Quelque temps plus tard, ce fut la bastonnade publique d'un évadé repris. Attaché sur un chevalet, il reçut devant tous les déportés - nous étions 2500 - rassemblés sur les deux plus hautes places d'appel un nombre impressionnant de coups de bâton. Comme le détenu chargé de lui administrer la schlague ne frappait pas avec assez de conviction, il fut lui aussi étendu sur le chevalet et cinglé de coups par les chefs SS présents. Il frappa ensuite le malheureux avec violence. Chaque coup me déchirait le cœur.
Je ne distinguai plus la limite entre la terreur physique, que ma volonté pouvait contrôler, et la terreur mentale, face à laquelle j'étais désarmé.
Je faisais corps avec le supplicié. Je sursautais chaque fois que le bâton touchait sa chair. Je partageais sa souffrance, j'étais en lui, j'étais à sa place. Sa douleur était la mienne. Son corps était le mien. Cela dépassait la pitié, la compassion, le « Mitleid », le souffrir-avec. C'est ça l'empathie ! Et l'innommable se produisit. Le mauvais Moi, ce cochon qui sommeille au plus profond de nous, monta en surface. Il me murmura : Ne te laisse pas envahir par tes sentiments. Ce n'est pas toi qui souffres. Puis il se retira. Une immense bouffée de honte m'empourpra. Je m'en voulus d'avoir laissé se déclencher ce mécanisme de défense. A ma honte succéda un diffus sentiment de culpabilité dont je ne me débarrassai plus.

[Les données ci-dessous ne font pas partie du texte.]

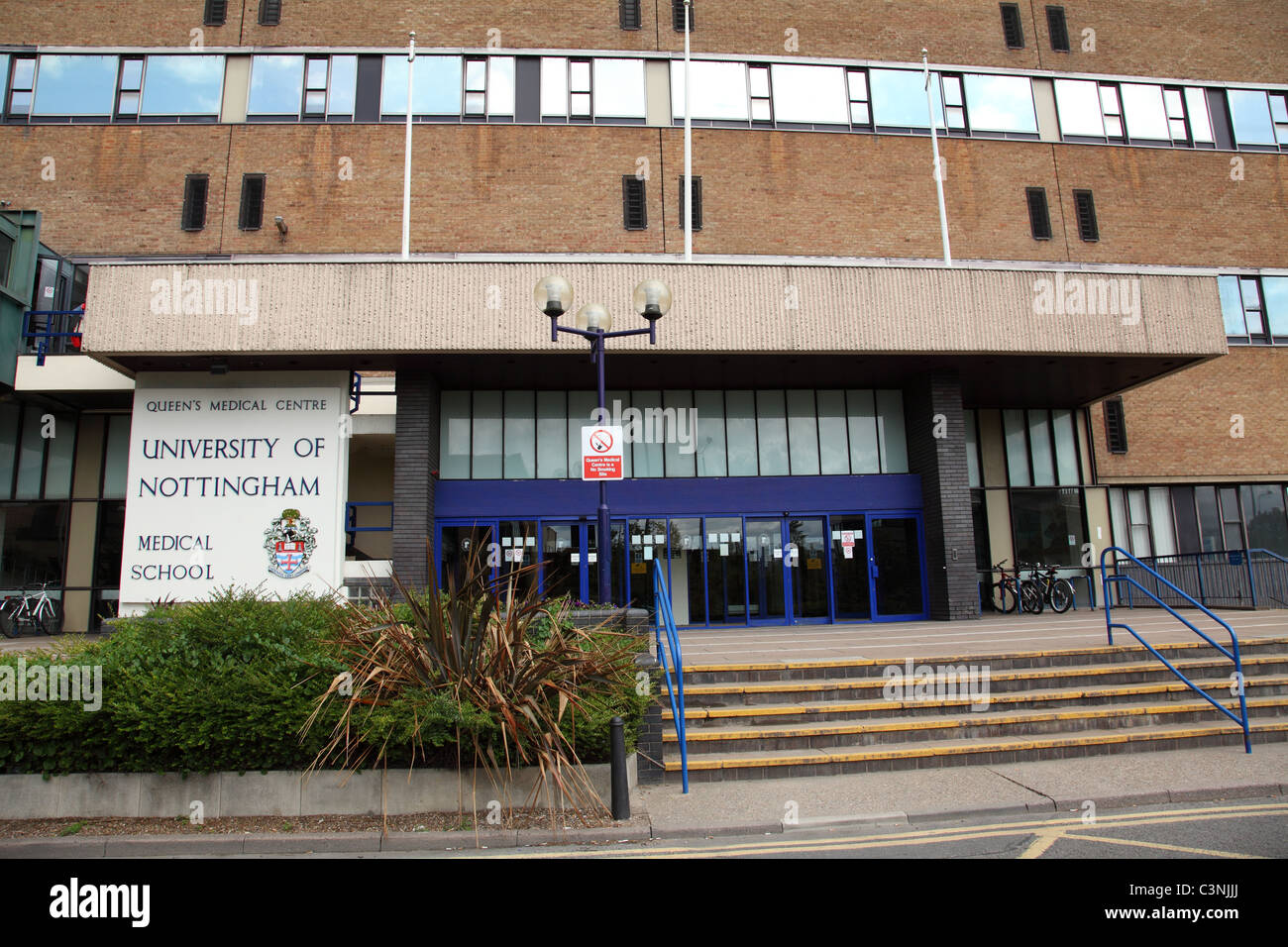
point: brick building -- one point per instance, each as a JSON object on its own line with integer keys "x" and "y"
{"x": 846, "y": 428}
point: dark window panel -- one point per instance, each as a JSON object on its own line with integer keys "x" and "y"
{"x": 1086, "y": 210}
{"x": 1013, "y": 29}
{"x": 1059, "y": 29}
{"x": 1039, "y": 217}
{"x": 634, "y": 208}
{"x": 1116, "y": 425}
{"x": 252, "y": 217}
{"x": 194, "y": 201}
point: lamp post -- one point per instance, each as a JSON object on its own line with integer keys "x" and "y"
{"x": 652, "y": 299}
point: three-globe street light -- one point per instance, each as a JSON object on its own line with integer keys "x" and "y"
{"x": 652, "y": 299}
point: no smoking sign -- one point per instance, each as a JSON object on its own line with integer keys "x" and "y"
{"x": 601, "y": 453}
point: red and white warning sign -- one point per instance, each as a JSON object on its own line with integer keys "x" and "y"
{"x": 601, "y": 453}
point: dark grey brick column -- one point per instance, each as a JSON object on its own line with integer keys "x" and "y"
{"x": 415, "y": 455}
{"x": 945, "y": 493}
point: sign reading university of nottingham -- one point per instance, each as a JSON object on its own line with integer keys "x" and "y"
{"x": 235, "y": 480}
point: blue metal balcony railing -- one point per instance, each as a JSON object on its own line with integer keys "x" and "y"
{"x": 52, "y": 331}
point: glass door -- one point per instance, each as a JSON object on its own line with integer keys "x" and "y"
{"x": 765, "y": 567}
{"x": 897, "y": 567}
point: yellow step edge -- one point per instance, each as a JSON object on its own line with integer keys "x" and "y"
{"x": 822, "y": 757}
{"x": 1008, "y": 697}
{"x": 1000, "y": 656}
{"x": 1025, "y": 674}
{"x": 883, "y": 725}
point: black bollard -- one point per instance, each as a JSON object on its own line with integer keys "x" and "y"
{"x": 621, "y": 791}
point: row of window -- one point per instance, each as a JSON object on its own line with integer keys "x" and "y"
{"x": 1168, "y": 521}
{"x": 675, "y": 433}
{"x": 562, "y": 89}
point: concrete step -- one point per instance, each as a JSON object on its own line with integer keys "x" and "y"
{"x": 986, "y": 750}
{"x": 906, "y": 729}
{"x": 1137, "y": 672}
{"x": 1129, "y": 650}
{"x": 799, "y": 712}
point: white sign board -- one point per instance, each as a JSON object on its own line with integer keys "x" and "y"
{"x": 235, "y": 480}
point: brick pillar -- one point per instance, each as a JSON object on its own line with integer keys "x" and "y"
{"x": 944, "y": 492}
{"x": 415, "y": 455}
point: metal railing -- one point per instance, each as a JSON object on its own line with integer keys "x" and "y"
{"x": 1129, "y": 581}
{"x": 52, "y": 331}
{"x": 1233, "y": 579}
{"x": 665, "y": 621}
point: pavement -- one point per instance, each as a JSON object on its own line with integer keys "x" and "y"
{"x": 761, "y": 806}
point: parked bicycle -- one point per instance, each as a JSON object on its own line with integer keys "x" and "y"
{"x": 1056, "y": 592}
{"x": 31, "y": 611}
{"x": 1005, "y": 595}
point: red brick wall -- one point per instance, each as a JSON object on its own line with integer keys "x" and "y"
{"x": 1180, "y": 425}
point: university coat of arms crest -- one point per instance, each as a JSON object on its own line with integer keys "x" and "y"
{"x": 288, "y": 541}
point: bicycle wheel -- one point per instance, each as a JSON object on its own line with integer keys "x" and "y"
{"x": 1031, "y": 598}
{"x": 1061, "y": 595}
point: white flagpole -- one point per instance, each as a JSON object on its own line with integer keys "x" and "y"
{"x": 411, "y": 67}
{"x": 939, "y": 176}
{"x": 688, "y": 142}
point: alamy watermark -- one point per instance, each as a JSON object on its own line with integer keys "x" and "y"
{"x": 71, "y": 684}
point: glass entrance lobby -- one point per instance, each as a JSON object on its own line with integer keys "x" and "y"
{"x": 721, "y": 570}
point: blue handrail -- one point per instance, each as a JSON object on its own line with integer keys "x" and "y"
{"x": 665, "y": 621}
{"x": 1241, "y": 719}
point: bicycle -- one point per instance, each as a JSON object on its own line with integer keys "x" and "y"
{"x": 29, "y": 609}
{"x": 1056, "y": 592}
{"x": 1004, "y": 592}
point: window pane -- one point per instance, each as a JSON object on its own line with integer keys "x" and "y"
{"x": 647, "y": 447}
{"x": 485, "y": 447}
{"x": 1210, "y": 521}
{"x": 1078, "y": 106}
{"x": 275, "y": 85}
{"x": 344, "y": 84}
{"x": 803, "y": 432}
{"x": 810, "y": 94}
{"x": 741, "y": 425}
{"x": 709, "y": 446}
{"x": 832, "y": 440}
{"x": 900, "y": 98}
{"x": 619, "y": 88}
{"x": 520, "y": 432}
{"x": 864, "y": 455}
{"x": 1039, "y": 440}
{"x": 1001, "y": 103}
{"x": 1065, "y": 447}
{"x": 31, "y": 455}
{"x": 1250, "y": 115}
{"x": 772, "y": 433}
{"x": 437, "y": 85}
{"x": 581, "y": 405}
{"x": 1263, "y": 514}
{"x": 1276, "y": 303}
{"x": 1201, "y": 124}
{"x": 454, "y": 437}
{"x": 1145, "y": 114}
{"x": 183, "y": 85}
{"x": 117, "y": 457}
{"x": 679, "y": 434}
{"x": 1048, "y": 526}
{"x": 500, "y": 85}
{"x": 894, "y": 444}
{"x": 1017, "y": 449}
{"x": 58, "y": 467}
{"x": 719, "y": 90}
{"x": 1232, "y": 307}
{"x": 1160, "y": 518}
{"x": 552, "y": 436}
{"x": 554, "y": 85}
{"x": 75, "y": 85}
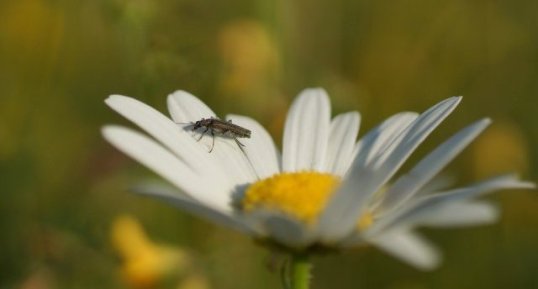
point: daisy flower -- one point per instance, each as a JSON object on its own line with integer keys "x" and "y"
{"x": 325, "y": 191}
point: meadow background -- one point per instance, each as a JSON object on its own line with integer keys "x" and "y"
{"x": 67, "y": 219}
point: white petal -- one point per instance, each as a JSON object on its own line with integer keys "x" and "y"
{"x": 347, "y": 204}
{"x": 176, "y": 198}
{"x": 379, "y": 141}
{"x": 168, "y": 133}
{"x": 410, "y": 248}
{"x": 168, "y": 166}
{"x": 185, "y": 107}
{"x": 284, "y": 229}
{"x": 225, "y": 153}
{"x": 426, "y": 205}
{"x": 407, "y": 185}
{"x": 306, "y": 132}
{"x": 344, "y": 130}
{"x": 460, "y": 214}
{"x": 259, "y": 148}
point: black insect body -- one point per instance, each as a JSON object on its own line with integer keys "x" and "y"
{"x": 218, "y": 127}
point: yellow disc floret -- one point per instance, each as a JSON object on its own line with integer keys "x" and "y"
{"x": 302, "y": 195}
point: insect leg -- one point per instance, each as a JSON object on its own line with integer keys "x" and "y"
{"x": 202, "y": 135}
{"x": 238, "y": 142}
{"x": 213, "y": 144}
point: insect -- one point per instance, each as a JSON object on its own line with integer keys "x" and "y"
{"x": 220, "y": 127}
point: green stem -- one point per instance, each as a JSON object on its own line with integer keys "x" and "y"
{"x": 300, "y": 271}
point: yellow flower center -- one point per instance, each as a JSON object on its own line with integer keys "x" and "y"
{"x": 302, "y": 195}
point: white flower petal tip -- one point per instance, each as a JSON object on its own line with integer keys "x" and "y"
{"x": 411, "y": 249}
{"x": 185, "y": 107}
{"x": 306, "y": 131}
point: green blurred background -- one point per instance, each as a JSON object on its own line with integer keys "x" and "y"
{"x": 67, "y": 219}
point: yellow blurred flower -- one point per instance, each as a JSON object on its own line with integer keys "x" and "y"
{"x": 145, "y": 263}
{"x": 194, "y": 282}
{"x": 502, "y": 148}
{"x": 249, "y": 57}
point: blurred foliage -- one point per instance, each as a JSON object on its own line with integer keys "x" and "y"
{"x": 62, "y": 187}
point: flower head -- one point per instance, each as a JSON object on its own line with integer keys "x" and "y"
{"x": 325, "y": 190}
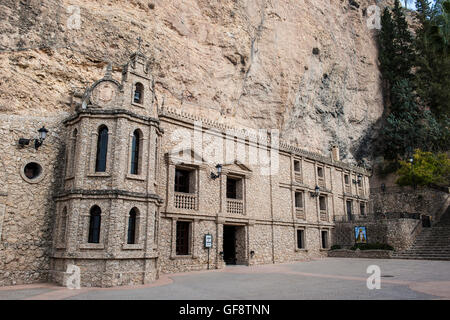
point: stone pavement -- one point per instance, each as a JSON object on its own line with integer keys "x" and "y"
{"x": 328, "y": 278}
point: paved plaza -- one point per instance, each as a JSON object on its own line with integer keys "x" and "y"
{"x": 325, "y": 279}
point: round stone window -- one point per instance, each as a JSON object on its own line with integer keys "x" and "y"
{"x": 32, "y": 172}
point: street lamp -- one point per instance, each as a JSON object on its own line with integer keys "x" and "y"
{"x": 37, "y": 141}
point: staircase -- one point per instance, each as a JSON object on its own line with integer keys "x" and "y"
{"x": 432, "y": 243}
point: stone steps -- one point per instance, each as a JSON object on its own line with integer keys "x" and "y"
{"x": 431, "y": 244}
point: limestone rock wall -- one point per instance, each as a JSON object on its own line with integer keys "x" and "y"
{"x": 306, "y": 67}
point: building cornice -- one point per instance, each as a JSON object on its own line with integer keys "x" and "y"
{"x": 244, "y": 134}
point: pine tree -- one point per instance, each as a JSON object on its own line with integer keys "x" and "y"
{"x": 387, "y": 52}
{"x": 402, "y": 43}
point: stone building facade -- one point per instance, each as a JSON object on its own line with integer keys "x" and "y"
{"x": 126, "y": 188}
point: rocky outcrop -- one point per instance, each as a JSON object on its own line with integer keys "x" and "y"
{"x": 305, "y": 67}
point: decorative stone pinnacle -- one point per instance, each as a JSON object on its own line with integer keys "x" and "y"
{"x": 108, "y": 74}
{"x": 139, "y": 39}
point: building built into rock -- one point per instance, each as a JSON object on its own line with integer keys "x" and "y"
{"x": 126, "y": 188}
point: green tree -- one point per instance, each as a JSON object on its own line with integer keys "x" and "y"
{"x": 408, "y": 125}
{"x": 427, "y": 168}
{"x": 432, "y": 61}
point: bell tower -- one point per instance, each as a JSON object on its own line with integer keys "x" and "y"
{"x": 138, "y": 84}
{"x": 107, "y": 209}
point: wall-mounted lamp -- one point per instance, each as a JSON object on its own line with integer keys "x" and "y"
{"x": 214, "y": 176}
{"x": 357, "y": 181}
{"x": 316, "y": 192}
{"x": 37, "y": 141}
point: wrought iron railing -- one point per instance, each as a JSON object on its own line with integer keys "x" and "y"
{"x": 235, "y": 206}
{"x": 186, "y": 201}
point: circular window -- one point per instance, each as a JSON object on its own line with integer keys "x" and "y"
{"x": 32, "y": 172}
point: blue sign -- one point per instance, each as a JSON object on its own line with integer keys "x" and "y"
{"x": 360, "y": 235}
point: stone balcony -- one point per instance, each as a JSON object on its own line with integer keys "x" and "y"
{"x": 321, "y": 183}
{"x": 187, "y": 201}
{"x": 235, "y": 206}
{"x": 300, "y": 213}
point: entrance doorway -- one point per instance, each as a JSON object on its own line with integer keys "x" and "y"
{"x": 229, "y": 244}
{"x": 349, "y": 210}
{"x": 234, "y": 245}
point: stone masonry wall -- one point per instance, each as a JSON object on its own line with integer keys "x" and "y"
{"x": 27, "y": 220}
{"x": 399, "y": 233}
{"x": 422, "y": 200}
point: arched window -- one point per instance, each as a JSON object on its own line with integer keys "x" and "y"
{"x": 138, "y": 93}
{"x": 94, "y": 224}
{"x": 135, "y": 144}
{"x": 63, "y": 225}
{"x": 132, "y": 218}
{"x": 73, "y": 151}
{"x": 102, "y": 149}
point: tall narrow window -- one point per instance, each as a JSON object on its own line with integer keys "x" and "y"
{"x": 94, "y": 224}
{"x": 324, "y": 239}
{"x": 135, "y": 144}
{"x": 182, "y": 248}
{"x": 73, "y": 151}
{"x": 346, "y": 179}
{"x": 102, "y": 149}
{"x": 138, "y": 93}
{"x": 323, "y": 203}
{"x": 131, "y": 239}
{"x": 296, "y": 166}
{"x": 234, "y": 188}
{"x": 62, "y": 228}
{"x": 300, "y": 239}
{"x": 182, "y": 180}
{"x": 362, "y": 208}
{"x": 320, "y": 172}
{"x": 299, "y": 200}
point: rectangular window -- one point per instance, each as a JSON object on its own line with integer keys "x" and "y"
{"x": 182, "y": 180}
{"x": 362, "y": 208}
{"x": 296, "y": 166}
{"x": 323, "y": 203}
{"x": 231, "y": 188}
{"x": 182, "y": 243}
{"x": 320, "y": 172}
{"x": 324, "y": 239}
{"x": 299, "y": 199}
{"x": 300, "y": 239}
{"x": 234, "y": 188}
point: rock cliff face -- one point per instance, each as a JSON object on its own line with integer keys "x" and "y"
{"x": 305, "y": 67}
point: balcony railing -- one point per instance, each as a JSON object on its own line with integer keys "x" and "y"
{"x": 300, "y": 213}
{"x": 235, "y": 206}
{"x": 186, "y": 201}
{"x": 321, "y": 183}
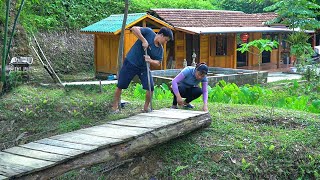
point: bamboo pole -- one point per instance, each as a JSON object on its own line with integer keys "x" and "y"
{"x": 4, "y": 54}
{"x": 121, "y": 43}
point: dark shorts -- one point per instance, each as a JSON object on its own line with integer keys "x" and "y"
{"x": 127, "y": 73}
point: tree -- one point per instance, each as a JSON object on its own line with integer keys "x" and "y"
{"x": 300, "y": 16}
{"x": 261, "y": 45}
{"x": 247, "y": 6}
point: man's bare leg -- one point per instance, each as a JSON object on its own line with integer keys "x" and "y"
{"x": 147, "y": 101}
{"x": 117, "y": 94}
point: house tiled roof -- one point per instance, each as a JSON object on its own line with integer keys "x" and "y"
{"x": 112, "y": 23}
{"x": 211, "y": 18}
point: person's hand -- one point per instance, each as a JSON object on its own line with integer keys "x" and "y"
{"x": 147, "y": 58}
{"x": 145, "y": 45}
{"x": 180, "y": 101}
{"x": 205, "y": 108}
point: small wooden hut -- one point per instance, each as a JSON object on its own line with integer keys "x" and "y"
{"x": 107, "y": 34}
{"x": 210, "y": 36}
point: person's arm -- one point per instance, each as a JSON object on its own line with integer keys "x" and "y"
{"x": 151, "y": 61}
{"x": 175, "y": 88}
{"x": 137, "y": 32}
{"x": 205, "y": 95}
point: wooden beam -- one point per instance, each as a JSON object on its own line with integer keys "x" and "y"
{"x": 130, "y": 148}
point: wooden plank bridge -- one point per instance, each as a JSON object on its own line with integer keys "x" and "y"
{"x": 116, "y": 140}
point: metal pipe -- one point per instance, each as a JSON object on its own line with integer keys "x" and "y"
{"x": 14, "y": 26}
{"x": 149, "y": 83}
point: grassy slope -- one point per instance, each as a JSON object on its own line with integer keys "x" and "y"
{"x": 242, "y": 142}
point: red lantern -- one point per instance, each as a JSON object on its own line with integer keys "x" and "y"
{"x": 244, "y": 37}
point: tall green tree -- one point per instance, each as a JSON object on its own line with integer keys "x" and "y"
{"x": 247, "y": 6}
{"x": 300, "y": 16}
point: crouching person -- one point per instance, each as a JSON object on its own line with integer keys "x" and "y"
{"x": 185, "y": 85}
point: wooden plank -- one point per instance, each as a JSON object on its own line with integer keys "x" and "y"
{"x": 3, "y": 177}
{"x": 24, "y": 161}
{"x": 36, "y": 154}
{"x": 127, "y": 149}
{"x": 10, "y": 169}
{"x": 115, "y": 131}
{"x": 53, "y": 149}
{"x": 86, "y": 139}
{"x": 65, "y": 144}
{"x": 182, "y": 111}
{"x": 146, "y": 121}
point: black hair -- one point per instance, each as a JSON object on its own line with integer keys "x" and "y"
{"x": 199, "y": 64}
{"x": 202, "y": 68}
{"x": 166, "y": 32}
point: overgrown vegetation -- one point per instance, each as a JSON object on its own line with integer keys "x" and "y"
{"x": 298, "y": 97}
{"x": 300, "y": 18}
{"x": 243, "y": 142}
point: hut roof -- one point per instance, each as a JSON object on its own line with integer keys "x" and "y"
{"x": 211, "y": 18}
{"x": 113, "y": 23}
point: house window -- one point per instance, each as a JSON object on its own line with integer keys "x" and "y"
{"x": 221, "y": 45}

Une fois de plus, je me trouvais en face de cette effrayante complicité, consciente ou inconsciente, entre les bourreaux et les victimes. Je sentais ma dimension humaine fondre et se réduire, je ne vivais plus. Pour la première fois j'eus l'impression qu'un sursis me serait accordé si j'acceptais la soumission, si j'abandonnais mon autonomie, si j'abdiquais ma qualité d'homme. J'éprouvais ce sentiment de honte des enfants et des femmes battus qui reviennent vers leur tortionnaire espérant qu'il a changé entre-temps. Je me déstructurais.